By: HarborView Senior Assisted Living

I was diagnosed with Alzheimer’s disease two years ago. It was the scariest day of my life. Well, until it wasn’t. Then the scariest day of my life was the day I couldn’t remember the name of my hair stylist, who I’ve been going to for 15 years. After that, the scariest day of my life was when I couldn’t remember my recipe for homemade brownies, the ones I’ve made so many times I can’t even begin to count. The ones I’ve known the recipe by heart for as long as I’ve been baking. Then the scariest day of my life was when I was in my car, driving home from the grocery store and realized I didn’t know where I was or how to get home. And finally, most recently, the scariest day of my life was yesterday, when I sat down to write this and I couldn’t form any of the words I wanted to use.

It comes and goes of course. I have good days, when memory loss seems a silly (albeit terrifying) joke. I have days when I remember everything and I’m completely self-sufficient and I wonder if maybe they misdiagnosed me all those months ago. I secretly hoard this hope and pray that it might be true.

But then I have days where I can’t remember so many things. And unfortunately, those things are becoming more and more significant. Who cares if I can’t remember the name of that band I loved in high school? Everyone forgets those things, right? But forgetting my husband’s birthday? Or the middle names of my grandkids? Or worse, how to get to my grandkids’ houses? Well, that doesn’t seem right.
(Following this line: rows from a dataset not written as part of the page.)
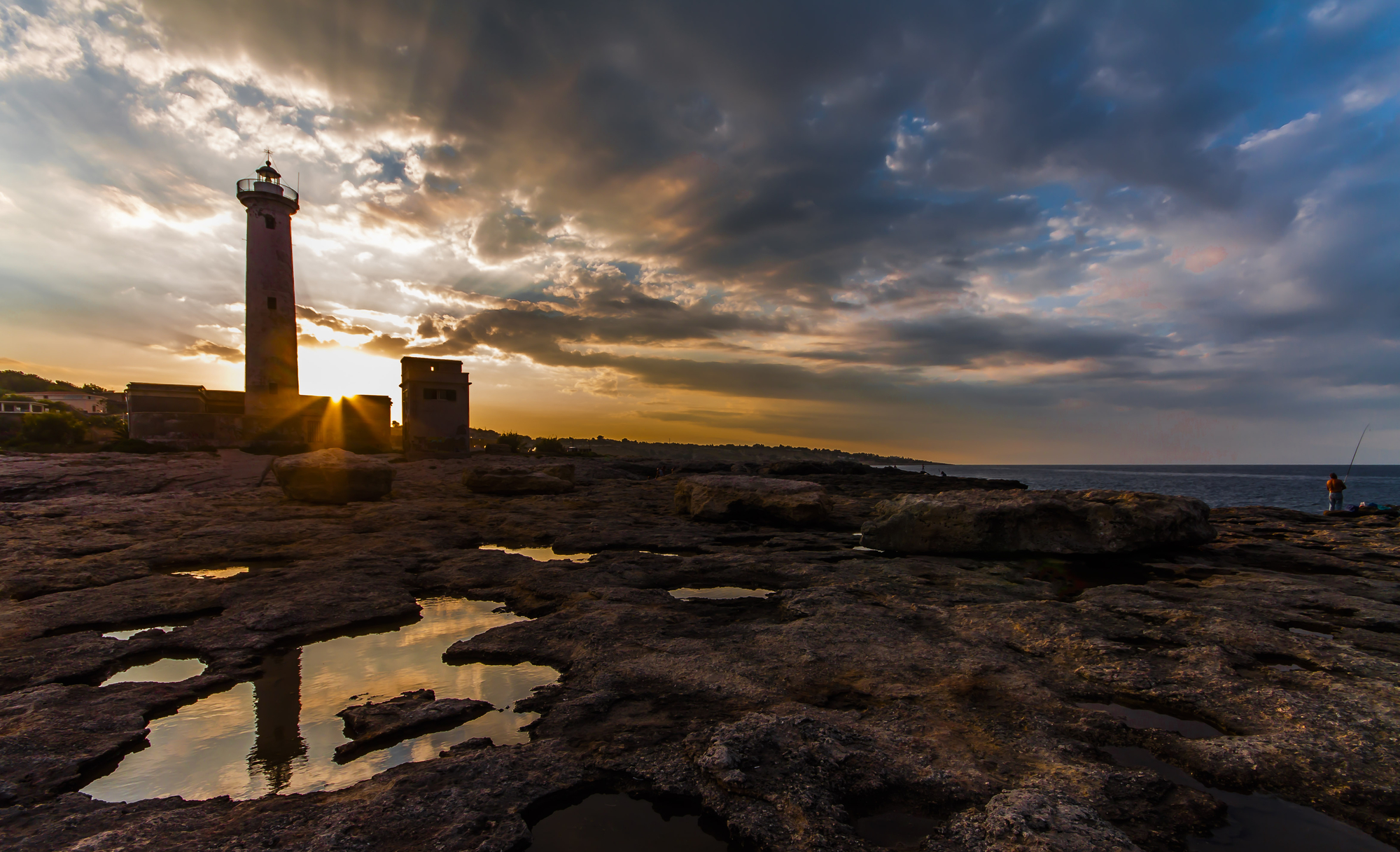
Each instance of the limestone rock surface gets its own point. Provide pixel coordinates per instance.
(716, 498)
(377, 725)
(1044, 522)
(948, 688)
(513, 480)
(334, 477)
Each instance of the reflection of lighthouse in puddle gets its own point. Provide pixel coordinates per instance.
(278, 711)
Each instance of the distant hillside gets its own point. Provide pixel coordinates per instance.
(15, 382)
(631, 449)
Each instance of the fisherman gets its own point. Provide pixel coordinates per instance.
(1335, 488)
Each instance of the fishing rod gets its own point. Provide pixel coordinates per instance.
(1354, 453)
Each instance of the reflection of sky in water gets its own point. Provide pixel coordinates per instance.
(270, 737)
(538, 554)
(132, 632)
(166, 671)
(722, 592)
(214, 573)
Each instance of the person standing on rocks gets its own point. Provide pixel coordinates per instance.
(1335, 488)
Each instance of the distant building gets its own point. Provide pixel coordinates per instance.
(23, 408)
(89, 404)
(271, 411)
(438, 405)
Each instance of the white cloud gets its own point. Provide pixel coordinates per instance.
(1296, 128)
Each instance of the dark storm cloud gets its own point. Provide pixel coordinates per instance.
(332, 323)
(209, 348)
(964, 341)
(774, 123)
(919, 186)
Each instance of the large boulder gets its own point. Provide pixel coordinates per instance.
(418, 711)
(1044, 522)
(334, 477)
(718, 498)
(514, 480)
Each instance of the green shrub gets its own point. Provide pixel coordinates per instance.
(513, 439)
(52, 428)
(550, 446)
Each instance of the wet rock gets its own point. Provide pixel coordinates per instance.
(937, 687)
(719, 498)
(548, 480)
(1031, 821)
(379, 725)
(1045, 522)
(334, 477)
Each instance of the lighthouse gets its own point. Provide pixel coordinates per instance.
(271, 384)
(270, 415)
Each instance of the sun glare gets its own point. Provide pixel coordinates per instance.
(346, 373)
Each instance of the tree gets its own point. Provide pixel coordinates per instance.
(52, 428)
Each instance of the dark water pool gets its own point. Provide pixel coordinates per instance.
(279, 733)
(1259, 821)
(620, 823)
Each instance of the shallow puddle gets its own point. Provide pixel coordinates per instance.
(218, 571)
(163, 628)
(1306, 632)
(279, 732)
(1072, 578)
(720, 593)
(1142, 718)
(1259, 821)
(170, 670)
(617, 823)
(895, 831)
(538, 554)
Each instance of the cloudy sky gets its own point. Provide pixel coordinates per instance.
(1018, 232)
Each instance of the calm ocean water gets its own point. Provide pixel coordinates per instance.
(1289, 485)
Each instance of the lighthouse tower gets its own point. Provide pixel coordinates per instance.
(271, 383)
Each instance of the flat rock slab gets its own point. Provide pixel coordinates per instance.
(719, 498)
(418, 711)
(334, 477)
(1042, 522)
(513, 480)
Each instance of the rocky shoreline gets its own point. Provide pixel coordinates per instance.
(941, 687)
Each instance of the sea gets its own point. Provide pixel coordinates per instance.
(1289, 485)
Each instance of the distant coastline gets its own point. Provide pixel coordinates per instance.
(737, 453)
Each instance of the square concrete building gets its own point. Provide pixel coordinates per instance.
(436, 405)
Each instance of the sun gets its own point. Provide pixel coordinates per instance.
(342, 372)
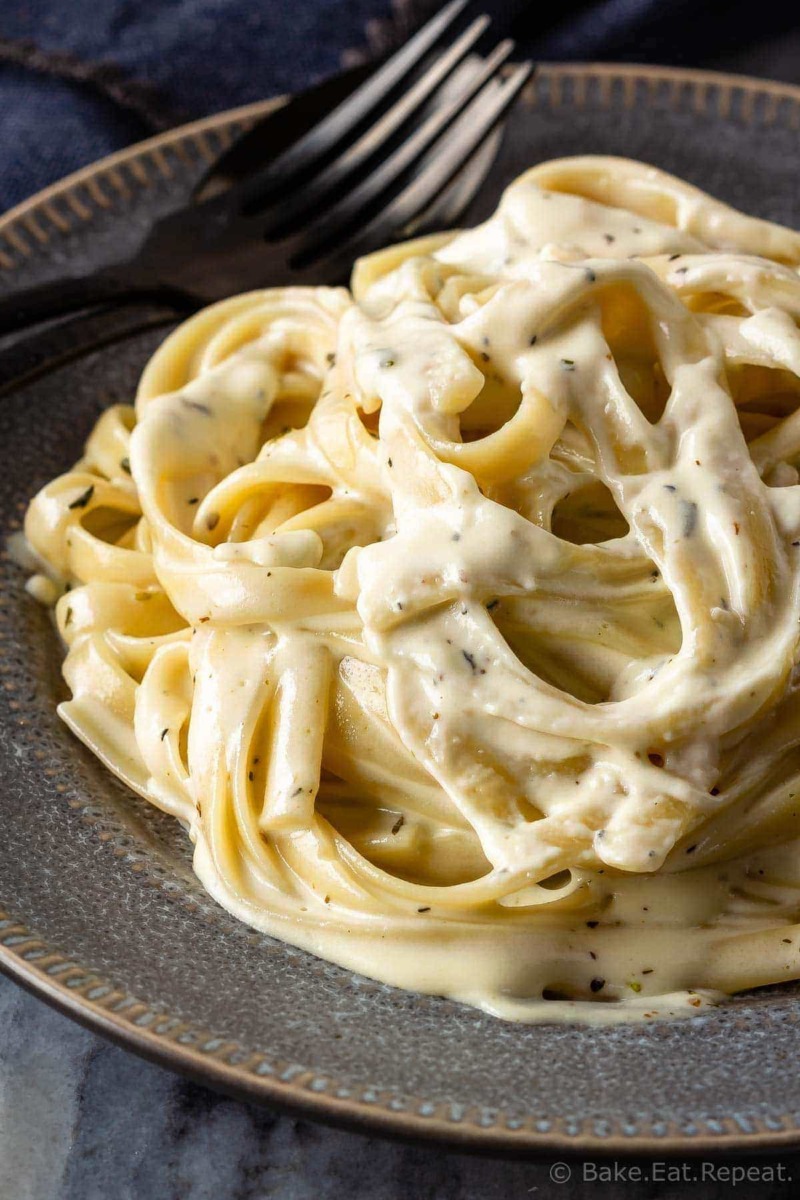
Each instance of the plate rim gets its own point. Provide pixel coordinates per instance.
(224, 1067)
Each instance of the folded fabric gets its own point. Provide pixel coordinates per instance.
(78, 81)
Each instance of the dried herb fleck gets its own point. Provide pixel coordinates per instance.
(84, 498)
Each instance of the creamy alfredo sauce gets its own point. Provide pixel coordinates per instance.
(458, 623)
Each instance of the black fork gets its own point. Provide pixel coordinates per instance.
(359, 178)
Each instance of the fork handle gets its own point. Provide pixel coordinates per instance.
(59, 298)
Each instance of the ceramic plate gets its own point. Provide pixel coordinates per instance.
(102, 915)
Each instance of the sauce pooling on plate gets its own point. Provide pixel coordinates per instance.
(457, 618)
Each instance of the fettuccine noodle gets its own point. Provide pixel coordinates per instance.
(457, 618)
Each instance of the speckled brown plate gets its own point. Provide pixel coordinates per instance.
(101, 912)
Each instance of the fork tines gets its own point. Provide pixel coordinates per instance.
(398, 151)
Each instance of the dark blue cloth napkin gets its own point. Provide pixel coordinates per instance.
(80, 78)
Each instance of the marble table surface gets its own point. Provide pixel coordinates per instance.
(84, 1120)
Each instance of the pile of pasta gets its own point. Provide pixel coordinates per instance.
(457, 618)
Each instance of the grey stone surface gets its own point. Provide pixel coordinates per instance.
(83, 1120)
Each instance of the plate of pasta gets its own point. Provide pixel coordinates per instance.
(401, 709)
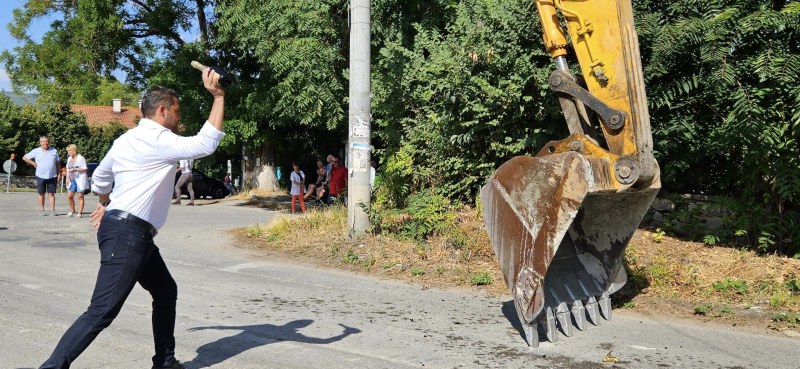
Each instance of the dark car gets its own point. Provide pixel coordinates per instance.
(203, 186)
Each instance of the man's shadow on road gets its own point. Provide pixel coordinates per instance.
(252, 336)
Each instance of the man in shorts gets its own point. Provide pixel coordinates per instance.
(48, 171)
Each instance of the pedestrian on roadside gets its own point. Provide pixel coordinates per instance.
(48, 172)
(317, 189)
(298, 179)
(185, 167)
(328, 167)
(78, 183)
(338, 183)
(140, 168)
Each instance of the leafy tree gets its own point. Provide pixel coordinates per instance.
(466, 97)
(90, 39)
(724, 81)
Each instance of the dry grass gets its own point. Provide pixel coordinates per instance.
(716, 282)
(666, 275)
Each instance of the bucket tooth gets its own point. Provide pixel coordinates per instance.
(563, 318)
(578, 313)
(591, 311)
(605, 306)
(550, 325)
(531, 334)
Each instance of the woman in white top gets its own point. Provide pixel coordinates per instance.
(78, 183)
(298, 179)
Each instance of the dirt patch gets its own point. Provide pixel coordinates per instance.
(667, 276)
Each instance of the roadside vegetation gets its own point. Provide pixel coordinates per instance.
(447, 246)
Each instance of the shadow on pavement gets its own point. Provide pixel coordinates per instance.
(251, 336)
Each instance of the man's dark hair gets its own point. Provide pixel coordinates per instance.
(154, 97)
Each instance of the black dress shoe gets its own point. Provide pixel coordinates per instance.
(175, 365)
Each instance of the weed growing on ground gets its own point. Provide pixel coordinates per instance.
(481, 279)
(658, 235)
(703, 309)
(730, 285)
(350, 257)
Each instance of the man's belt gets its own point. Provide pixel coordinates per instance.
(130, 218)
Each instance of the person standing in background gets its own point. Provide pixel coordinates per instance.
(48, 171)
(298, 178)
(185, 167)
(78, 182)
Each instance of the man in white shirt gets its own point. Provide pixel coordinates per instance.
(48, 171)
(185, 166)
(140, 165)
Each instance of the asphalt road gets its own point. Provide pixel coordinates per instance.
(241, 309)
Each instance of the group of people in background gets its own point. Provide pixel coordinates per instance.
(330, 183)
(48, 174)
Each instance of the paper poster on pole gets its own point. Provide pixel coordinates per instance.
(360, 162)
(361, 128)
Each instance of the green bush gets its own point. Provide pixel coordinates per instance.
(481, 279)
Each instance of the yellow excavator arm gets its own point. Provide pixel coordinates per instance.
(559, 222)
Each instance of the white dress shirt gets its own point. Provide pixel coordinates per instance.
(141, 166)
(81, 179)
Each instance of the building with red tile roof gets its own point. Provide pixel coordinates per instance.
(97, 116)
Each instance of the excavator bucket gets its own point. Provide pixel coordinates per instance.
(560, 236)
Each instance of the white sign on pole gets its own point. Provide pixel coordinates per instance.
(10, 167)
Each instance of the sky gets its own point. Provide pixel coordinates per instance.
(36, 30)
(6, 41)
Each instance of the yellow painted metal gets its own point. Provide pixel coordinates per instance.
(554, 40)
(607, 49)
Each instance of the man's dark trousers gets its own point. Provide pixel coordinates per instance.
(127, 256)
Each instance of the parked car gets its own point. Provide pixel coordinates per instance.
(204, 186)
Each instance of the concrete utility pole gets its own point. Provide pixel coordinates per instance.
(358, 189)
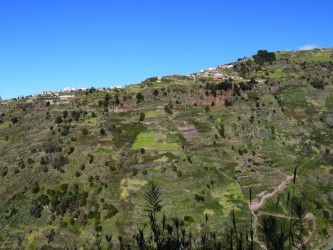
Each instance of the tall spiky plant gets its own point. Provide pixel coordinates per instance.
(251, 230)
(292, 206)
(153, 199)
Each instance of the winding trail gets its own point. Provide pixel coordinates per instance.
(255, 205)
It seems like I live in a perpetual state of anxiety. I’m always waiting to not remember something quite right. Every time I get in the car (since the grocery store incident), I wonder if I’ll find my way back home or if I’ll end up somewhere completely unknown. Alzheimer’s disease has been trying to steal my joy from day one. It feels like I’m fighting every day to win that battle.

My husband asked me the other day what it was like. He wanted me to talk it through with him, so he could know what it was like to live in my head. I told him, here are some things I want you to know:

I want you to know that I’m still me. It seems like I’m becoming someone different. I know I’m cranky and forgetful and sometimes you look at me like you have lost the wife you’ve loved so dearly for 40 years. But I’m still here. Underneath all the missing brain matter and confused speech and angry shouts, the woman you love is still here.

I want you to know that every day is a fight. I’m exhausted and anxious and fearful of the future. I want to just go about my normal routine, but it’s so much more tiring these days.

I want you to know that I still want to laugh and rehash sweet memories. Dementia hasn’t taken away my ability to sing a good song or look at old pictures. Sit with me and remember with me. Laugh with me. Let’s find pockets of time to still be us. To still be happy.

And I want you to know that no matter who I become through all of this, I loved (and will always love) you fiercely. You and the children were everything to me, every day of my life. I may forget you (God help me), but know that my heart will always know you. Until the day that I die.